YATIRIM
YATIRIM
Genel anlamda yatırımı, tasarrufların kazanç elde
etmek amacıyla çeşitli alanlarda değerlendirilmesi olarak tarif etmek mümkündür.
Fertler, işletmeler hatta devlet, gelirlerinden tüketime harcamadıkları kısımları
değerlendirmeyi arzu ederler. Tüketime harcanmayıp tasarruf edilen meblağların
ise muhtelif şekillerde tutulması mümkündür: Nakit, mevduat, hisse senedi ve
tahvil olarak; altın, arsa, lüks bina, v.b. reel üretim vasıtalarına bağlanmış
şekilde.
Bu alternatiflerin her biri aşağıdaki unsurları ihtiva
eden bir paket olarak düşünülebilir:
1) Sermaye
kıymeti,
2) tahmini gelir,
3) likidite
(Sermayeyi nakde dönüştürme kolaylığı),
4) vergi
sonuçlan.
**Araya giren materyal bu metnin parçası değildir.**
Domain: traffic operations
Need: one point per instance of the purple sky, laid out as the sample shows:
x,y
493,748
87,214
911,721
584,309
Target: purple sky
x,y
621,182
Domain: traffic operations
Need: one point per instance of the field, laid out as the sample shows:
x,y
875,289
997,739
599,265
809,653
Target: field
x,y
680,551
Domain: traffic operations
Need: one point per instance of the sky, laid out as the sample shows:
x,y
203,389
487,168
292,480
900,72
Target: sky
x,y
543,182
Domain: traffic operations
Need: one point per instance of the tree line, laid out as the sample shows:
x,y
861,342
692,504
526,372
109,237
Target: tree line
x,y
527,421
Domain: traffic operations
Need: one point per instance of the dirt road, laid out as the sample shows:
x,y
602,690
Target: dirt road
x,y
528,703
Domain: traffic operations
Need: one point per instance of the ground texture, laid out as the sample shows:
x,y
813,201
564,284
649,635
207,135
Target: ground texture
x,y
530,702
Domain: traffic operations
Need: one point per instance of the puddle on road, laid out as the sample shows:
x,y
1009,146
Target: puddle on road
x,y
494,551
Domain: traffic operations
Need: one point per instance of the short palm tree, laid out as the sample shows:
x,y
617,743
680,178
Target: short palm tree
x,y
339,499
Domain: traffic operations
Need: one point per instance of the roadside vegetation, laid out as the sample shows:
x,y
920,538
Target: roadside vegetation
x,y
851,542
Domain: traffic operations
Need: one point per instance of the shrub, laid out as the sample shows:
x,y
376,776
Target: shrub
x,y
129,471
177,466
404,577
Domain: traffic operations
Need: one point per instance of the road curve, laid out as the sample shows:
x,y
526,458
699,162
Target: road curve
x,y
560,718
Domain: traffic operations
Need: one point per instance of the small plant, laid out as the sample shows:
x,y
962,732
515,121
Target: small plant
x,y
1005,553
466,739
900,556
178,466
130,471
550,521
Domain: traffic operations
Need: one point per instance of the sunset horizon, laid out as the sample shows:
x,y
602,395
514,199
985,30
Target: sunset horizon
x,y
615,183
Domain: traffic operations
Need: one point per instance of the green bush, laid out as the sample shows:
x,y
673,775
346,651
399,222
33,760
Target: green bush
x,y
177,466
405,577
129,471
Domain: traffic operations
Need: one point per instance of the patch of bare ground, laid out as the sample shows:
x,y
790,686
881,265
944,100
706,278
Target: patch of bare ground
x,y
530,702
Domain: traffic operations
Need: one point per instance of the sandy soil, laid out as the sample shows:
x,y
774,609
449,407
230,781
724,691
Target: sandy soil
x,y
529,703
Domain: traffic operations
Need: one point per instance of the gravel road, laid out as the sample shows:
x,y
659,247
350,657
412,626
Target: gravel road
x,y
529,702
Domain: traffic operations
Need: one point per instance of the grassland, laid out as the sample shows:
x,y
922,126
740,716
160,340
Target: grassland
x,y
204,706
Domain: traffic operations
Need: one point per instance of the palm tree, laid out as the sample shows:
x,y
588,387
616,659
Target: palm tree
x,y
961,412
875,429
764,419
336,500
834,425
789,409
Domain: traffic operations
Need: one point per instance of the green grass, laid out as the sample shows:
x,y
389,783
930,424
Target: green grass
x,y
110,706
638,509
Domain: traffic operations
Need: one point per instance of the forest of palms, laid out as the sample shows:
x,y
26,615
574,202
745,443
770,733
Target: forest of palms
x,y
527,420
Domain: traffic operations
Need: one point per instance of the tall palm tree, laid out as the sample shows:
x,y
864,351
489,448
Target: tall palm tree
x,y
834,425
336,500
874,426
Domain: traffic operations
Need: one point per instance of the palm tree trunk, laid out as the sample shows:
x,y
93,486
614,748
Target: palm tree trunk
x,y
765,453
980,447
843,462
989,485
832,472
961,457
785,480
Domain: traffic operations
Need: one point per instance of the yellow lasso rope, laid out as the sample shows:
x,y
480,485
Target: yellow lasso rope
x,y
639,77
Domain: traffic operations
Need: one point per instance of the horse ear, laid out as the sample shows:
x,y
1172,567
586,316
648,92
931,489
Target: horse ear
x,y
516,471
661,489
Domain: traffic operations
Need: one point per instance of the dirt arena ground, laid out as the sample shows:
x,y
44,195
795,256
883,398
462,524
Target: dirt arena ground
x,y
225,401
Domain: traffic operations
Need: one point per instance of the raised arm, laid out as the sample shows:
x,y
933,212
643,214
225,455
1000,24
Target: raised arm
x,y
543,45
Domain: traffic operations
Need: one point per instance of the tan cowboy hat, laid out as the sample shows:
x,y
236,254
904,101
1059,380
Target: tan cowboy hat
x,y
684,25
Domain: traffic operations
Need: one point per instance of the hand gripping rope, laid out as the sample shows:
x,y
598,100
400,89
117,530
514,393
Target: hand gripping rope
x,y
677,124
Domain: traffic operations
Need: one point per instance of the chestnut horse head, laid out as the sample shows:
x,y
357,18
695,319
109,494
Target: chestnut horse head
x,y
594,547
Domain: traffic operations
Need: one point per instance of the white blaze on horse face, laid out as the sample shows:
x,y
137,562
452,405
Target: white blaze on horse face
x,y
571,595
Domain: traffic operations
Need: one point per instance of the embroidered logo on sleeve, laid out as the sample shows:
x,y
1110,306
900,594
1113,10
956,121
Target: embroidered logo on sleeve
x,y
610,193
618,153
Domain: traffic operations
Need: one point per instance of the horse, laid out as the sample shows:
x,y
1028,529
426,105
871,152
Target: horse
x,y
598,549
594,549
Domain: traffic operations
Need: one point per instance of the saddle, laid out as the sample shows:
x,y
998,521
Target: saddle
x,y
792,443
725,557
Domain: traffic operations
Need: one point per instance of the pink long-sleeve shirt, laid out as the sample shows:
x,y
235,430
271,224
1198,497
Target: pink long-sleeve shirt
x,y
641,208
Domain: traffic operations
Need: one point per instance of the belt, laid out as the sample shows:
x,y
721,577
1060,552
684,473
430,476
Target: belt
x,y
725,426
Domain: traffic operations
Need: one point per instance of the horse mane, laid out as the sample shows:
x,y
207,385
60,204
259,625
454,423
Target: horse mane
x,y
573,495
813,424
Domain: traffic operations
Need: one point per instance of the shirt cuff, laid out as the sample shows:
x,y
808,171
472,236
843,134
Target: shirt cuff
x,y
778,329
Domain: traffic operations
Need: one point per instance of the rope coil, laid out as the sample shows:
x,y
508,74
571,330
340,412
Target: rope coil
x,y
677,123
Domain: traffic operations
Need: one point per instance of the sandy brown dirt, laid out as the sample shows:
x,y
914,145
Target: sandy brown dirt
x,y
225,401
Sonra, her alternatif harcama zikredilen her unsurla ilgili olarak
bir belirsizlik derecesine ve dolayısıyla da riske sahiptir. Fertler,
işletmeler ve devletten meydana gelen iktisadi karar birimleri, muhtemel
riskleri göze alıp alamayacaklarını tartarak, kendilerine en yüksek faydayı
sağlayacak harcamayı veya harcama kobinezonunu seçeceklerdir.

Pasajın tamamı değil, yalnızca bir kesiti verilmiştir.